Students Discuss the Bullying Issue

Bentley Holley

Students Discuss the Bullying Issue

Jaxon Garlitz, Reporter

Bullying is not a new problem among high schools across the country. Anti-bullying campaign,, reports that approximately 3.2 million students are victims of some type of harassment from their peers either physically, emotionally, verbally, or electronically. In various surveys, the US government reports that 30% of students admit to bullying fellow students in some way. Only 20-30% of victims report to an adult, and even less actually receive sufficient aid in combating this social epidemic.

“I have friends that have been bullied in places like social media,” junior Jared Hatch said. “People don’t realize they are hurting others.”

However, there is a shift taking place among the student body in regards to bullying, a movement that puts an emphasis on kindness and respect for other students within their school. They want everyone to know that ALL students have a right to a physically safe environment, that there is a line when it comes to social discourse that should remain uncrossed. It is also important to tell people exactly what it is, so that people can recognize the signs.

“Bullying is abusing someone (physically or otherwise) because they are different than you, because they act differently,”  senior Ian Cahoon said.

Students of all different backgrounds and ages are united against physical violence against others, but suggest that the real danger comes from verbal and electronic abuse, since it does not leave any evidence and is harder to identify.

“I think you can tell when someone is saying something serious, but hiding it as a joke, so they cannot get in trouble for it,” senior Lily Barnes said. “I think every girl goes through things like gossip, because people like to talk.”

Students are sick of the abuse that other students suffer, and they want to be part of the generation that finally eradicates teasing both online and offline.

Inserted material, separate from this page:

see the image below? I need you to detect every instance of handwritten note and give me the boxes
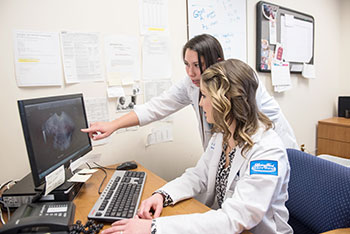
[45,165,65,196]
[187,0,246,61]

“Just don’t, there’s no reason to make fun of someone,” Hatch said.

“They need to get their crap together,” senior Dani Richardson said .

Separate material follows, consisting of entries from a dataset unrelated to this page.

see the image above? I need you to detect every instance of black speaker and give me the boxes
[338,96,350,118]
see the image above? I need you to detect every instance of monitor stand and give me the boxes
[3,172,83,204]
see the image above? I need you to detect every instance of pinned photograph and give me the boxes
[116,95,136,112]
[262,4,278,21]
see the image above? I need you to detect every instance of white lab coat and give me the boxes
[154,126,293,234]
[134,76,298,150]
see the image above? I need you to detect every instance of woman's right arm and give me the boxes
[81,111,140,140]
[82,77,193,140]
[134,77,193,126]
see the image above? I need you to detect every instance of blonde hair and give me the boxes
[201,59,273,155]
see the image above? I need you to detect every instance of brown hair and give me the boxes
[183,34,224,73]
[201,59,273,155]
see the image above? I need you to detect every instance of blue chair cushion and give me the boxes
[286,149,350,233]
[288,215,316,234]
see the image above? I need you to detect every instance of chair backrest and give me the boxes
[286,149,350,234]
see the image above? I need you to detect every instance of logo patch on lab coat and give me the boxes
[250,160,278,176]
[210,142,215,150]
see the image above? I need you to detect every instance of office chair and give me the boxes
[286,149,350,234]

“It’s not your place to decide how this person should act or how they should look,” Barnes said.

Students are also endorsing a new kind of approach to what others like, and to be more accepting of others opinions and hobbies. They feel like students do not have to subscribe to what they like or do, but that everyone deserves respect for having their own interests.

“Defend their beliefs,” Barnes said. “If someone say’s someone’s a dork, stand up for them.”

The common belief among students is that many people take jokes way too personally. But students are beginning to coalesce behind this belief that if people watch what they say, high schools will have a smaller rate of bullying. The concept is similar to the famous “Golden Rule” dictating that every students own character and treatment of others will result in a kinder and safer world.